Why start a thread and then go back and delete?

Example: Home Depot Crew

Rick


----------



## brudgers (Jan 6, 2010)

Re: Tiger why delete?



			
				Rick Taylor said:
			
		

> Tiger,Why start a thread and then go back and delete?
> 
> Example: Home Depot Crew
> 
> Rick


Tigerloose appears to have left the board.

No longer listed among members.

Could be that tiger took his ball and went home.

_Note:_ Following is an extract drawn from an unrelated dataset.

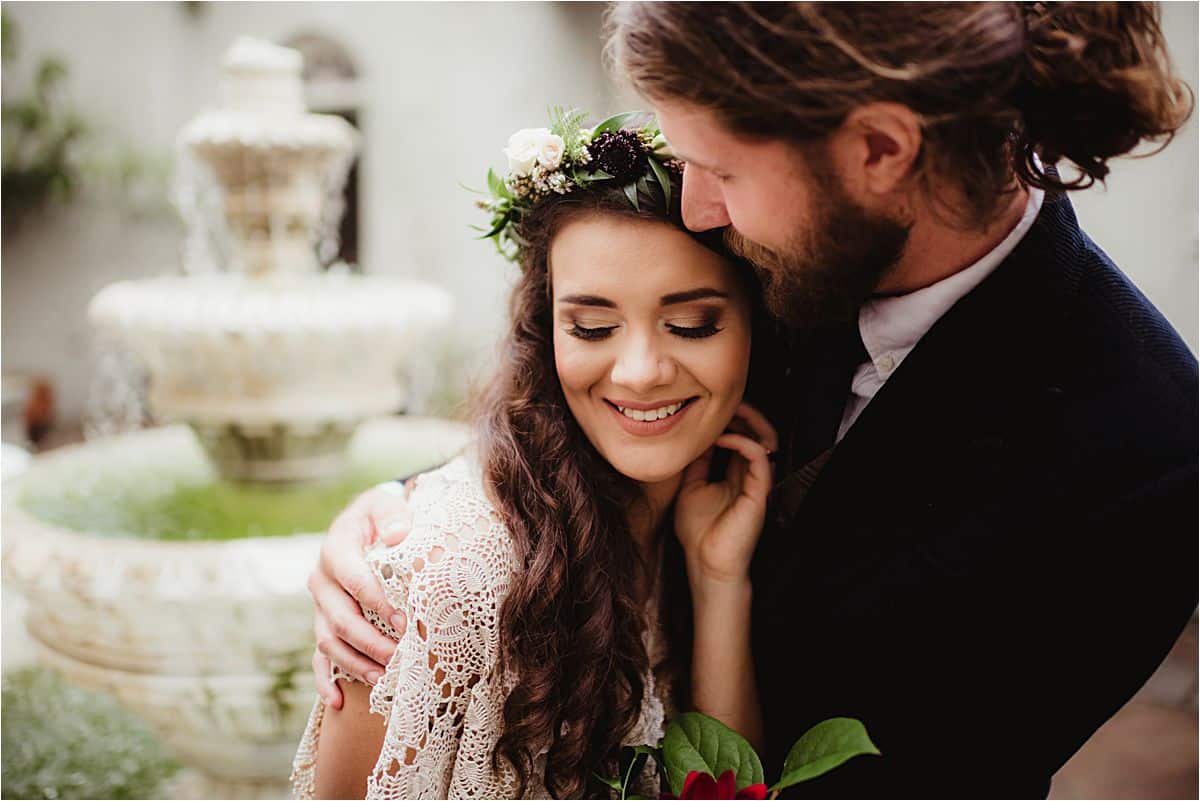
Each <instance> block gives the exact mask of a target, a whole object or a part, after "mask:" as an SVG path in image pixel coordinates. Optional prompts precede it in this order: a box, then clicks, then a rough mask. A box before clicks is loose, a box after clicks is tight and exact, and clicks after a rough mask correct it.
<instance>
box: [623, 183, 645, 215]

Could be that his employer had issues with his posts..."Home Depot" really?


----------



## incognito (Jan 7, 2010)

Re: Tiger why delete?

I am guessing it was an employer issue. His "tigers' way or the highway" maybe did not have the teeth he led us to believe.


----------



## Uncle Bob (Jan 7, 2010)

Re: Tiger why delete?

He made a mistake; and, he took a pretty bad beating for it on this forum.  I hope it was a learning experience.  He's gone and that's not a good thing.  I hope he rejoins us later, maybe with a new name.  We all make mistakes.

Uncle Bob


----------



## georgia plans exam (Jan 7, 2010)

Re: Tiger why delete?

Tiger had some excellent posts (and photos).

I hope he comes back too.

GPE


----------



## fatboy (Jan 7, 2010)

Re: Tiger why delete?

Pretty much everyone takes a lickin on any forum at some point, doesn't mean you have to pack it up and head home.......he did have some good pics and posts, hopefully he'll be back.


----------



## Rider Rick (Jan 7, 2010)

Re: Tiger why delete?

TIGER HAS STYLE


----------



## pwood (Jan 8, 2010)

Re: Tiger why delete?

tigerloose and tiger woods are on a temporary hiatus from the tour. they'll be back! :mrgreen:


----------



## JBI (Jan 8, 2010)

Re: Tiger why delete?

tigerloose, tigerloose, tigerloose!

Did it work?


----------



## Pcinspector1 (Jan 8, 2010)

Re: Tiger why delete?

Tiger should use an alias like Uncle Bob or brudgers!     :twisted: I miss the photos :cry:


----------